Why Chinese? To enable them to speak truth to power, of course.

When it comes to combating global warming, the shots at Copenhagen are going to be called by the Party from Middle Kingdom, not the Parties from the USA or the EU.

Sending a delegation that is comfortable speaking Chinese would improve the odds of the Boulder delegates speaking to the people they need to be speaking to — the Chinese — as opposed to the people a delegation of English-only speakers from Boulder is apt to end up talking to: American and European greens who agree with them to begin with.

And what should the delegation from the People’s Republic be saying to the Party from the People’s Republic of China?

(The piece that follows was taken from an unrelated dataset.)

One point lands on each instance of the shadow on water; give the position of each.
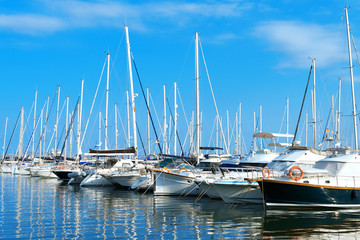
(312, 223)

Nothing complicated, actually. The Chinese are already well aware of the revolutionary miracles that can ensue when the populations of cities set out to solve big, intractable problems locally. Take Tiananmen Square, for example.

What the People’s Republic of Boulder really needs to tell the People’s Republic of China can be said in two sentences:

1. “Comrades, it’s your planet too.”

2. “Comrades, much as we in the People’s Republic of Boulder might wish it to be otherwise, the American people aren’t very open to the idea of paying you to do the right thing.”

There’s no great mystery as to why COP15, like COPs 1-14 before it, hasn’t produced a definitive, legally binding treaty on climate change. It is because most Third World countries, and Second World countries for that matter, are fundamentally more interested in here-and-now economic development than in the climatic consequences of that development that may or may not turn up decades or centuries from now.

And when it comes to combating global warming, they are going to do nothing that would slow economic development, no matter how grave the future consequences for the planet might be.

Circumstance has made China the leader of the nations that share this view, which happens to be held by more than three quarters of the Parties at COP15.

Nothing is going to change on the international level until the 150-plus Parties for whom China speaks decide that “it’s their planet too.”